Izzie - You may have heard that we get a whole new body on a cellular level every seven years. A fresh start? Yes please! Who cares how much you drank in your 20s, before long you’ll have a whole body with new cells and the damage should be written off - right? Wrong.

Your cells are the fundamental building blocks of your body. You have about 37 trillion of them and around 200 different types. The cells on the inner lens of your eyes have been there since you were a foetus, and the neurons on the outer layer of your brain, which plays a key role in memory, attention, and language to name a few, are never replaced.

However, some cells in other parts of your body do regrow. Your skin cells, for example, refresh every two to three weeks, whilst the cells that line your gut are constantly bombarded with acidic gastric juices so don’t last more than three days.

But how did we find out how long cells actually last in our body? The atmosphere naturally contains low levels of a radioactive form of carbon called carbon-14. But during the mid 1950s and early 1960s nuclear weapon tests released large amounts of additional carbon-14 into the atmosphere where it combined with oxygen to form carbon dioxide. Plants have been taking this in, we then eat the animals that eat the plants and hey presto… this radioactive carbon-14 has worked it’s way into the DNA of our cells too.

And because it happened at a very specific point in history, and we know how the levels of carbon-14 in the air have been changing since, scientists in Sweden have been able to use this so-called ‘carbon-14 bomb bump’ to work out how old the cells in different parts of our bodies are. Because cells that are being replaced will have new DNA and, hence, a more recent carbon-14 fingerprint than a cell made longer ago.
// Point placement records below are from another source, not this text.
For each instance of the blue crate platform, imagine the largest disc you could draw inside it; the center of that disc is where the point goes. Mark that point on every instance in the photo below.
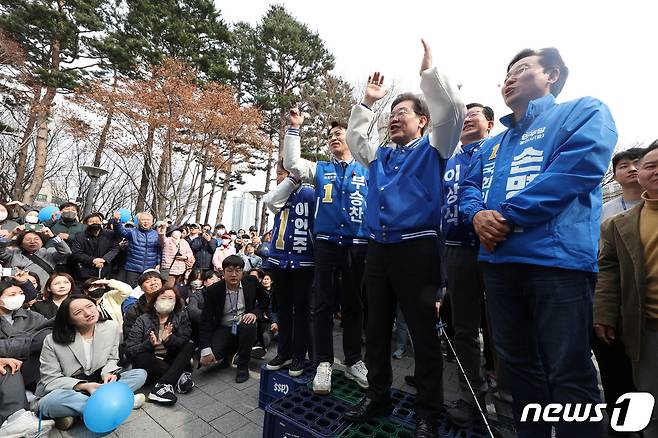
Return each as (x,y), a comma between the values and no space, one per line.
(304,414)
(277,384)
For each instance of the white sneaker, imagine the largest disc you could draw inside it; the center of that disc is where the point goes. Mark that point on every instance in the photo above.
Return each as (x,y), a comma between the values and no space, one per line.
(25,425)
(322,379)
(359,373)
(139,401)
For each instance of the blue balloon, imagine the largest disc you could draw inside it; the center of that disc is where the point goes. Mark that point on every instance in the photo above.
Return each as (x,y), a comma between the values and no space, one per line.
(108,407)
(46,213)
(125,215)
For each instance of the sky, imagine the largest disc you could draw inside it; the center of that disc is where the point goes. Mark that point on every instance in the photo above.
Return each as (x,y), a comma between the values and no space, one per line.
(609,47)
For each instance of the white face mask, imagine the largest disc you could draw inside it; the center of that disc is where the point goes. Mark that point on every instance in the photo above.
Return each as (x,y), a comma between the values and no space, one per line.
(165,307)
(14,302)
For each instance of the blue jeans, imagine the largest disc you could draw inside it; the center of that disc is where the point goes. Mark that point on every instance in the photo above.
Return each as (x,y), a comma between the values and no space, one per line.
(541,321)
(70,403)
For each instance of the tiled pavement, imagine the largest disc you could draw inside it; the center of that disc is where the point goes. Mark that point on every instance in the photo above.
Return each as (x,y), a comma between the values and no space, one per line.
(219,407)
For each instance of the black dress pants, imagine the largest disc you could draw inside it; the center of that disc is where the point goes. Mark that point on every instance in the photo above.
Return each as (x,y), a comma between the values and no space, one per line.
(407,273)
(292,288)
(348,262)
(167,369)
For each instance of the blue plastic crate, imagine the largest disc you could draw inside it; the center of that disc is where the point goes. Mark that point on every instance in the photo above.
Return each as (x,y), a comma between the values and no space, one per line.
(404,413)
(304,414)
(277,384)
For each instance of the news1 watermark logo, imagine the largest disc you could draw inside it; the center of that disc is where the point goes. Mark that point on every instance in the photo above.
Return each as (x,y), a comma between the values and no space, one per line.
(631,412)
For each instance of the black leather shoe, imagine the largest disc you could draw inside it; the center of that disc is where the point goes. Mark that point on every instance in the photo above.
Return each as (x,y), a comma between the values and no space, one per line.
(242,375)
(426,429)
(367,409)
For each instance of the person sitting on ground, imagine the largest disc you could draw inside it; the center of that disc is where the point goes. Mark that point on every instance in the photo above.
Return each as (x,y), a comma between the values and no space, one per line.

The scientists in Sweden found that the average cells in the intestines of an adult in their thirties were about 10 years old, and skeletal muscle cells were about 15 years old showing they’d been replaced several times since those individuals were born. The same tests carried out on brain cells, though, showed that they were as old as the individual, so they weren’t being replaced and if you lose them you won’t get them back.

So there we have it... while some cells do replace themselves over time, you’re pretty much stuck with the body you’ve got. So look after it.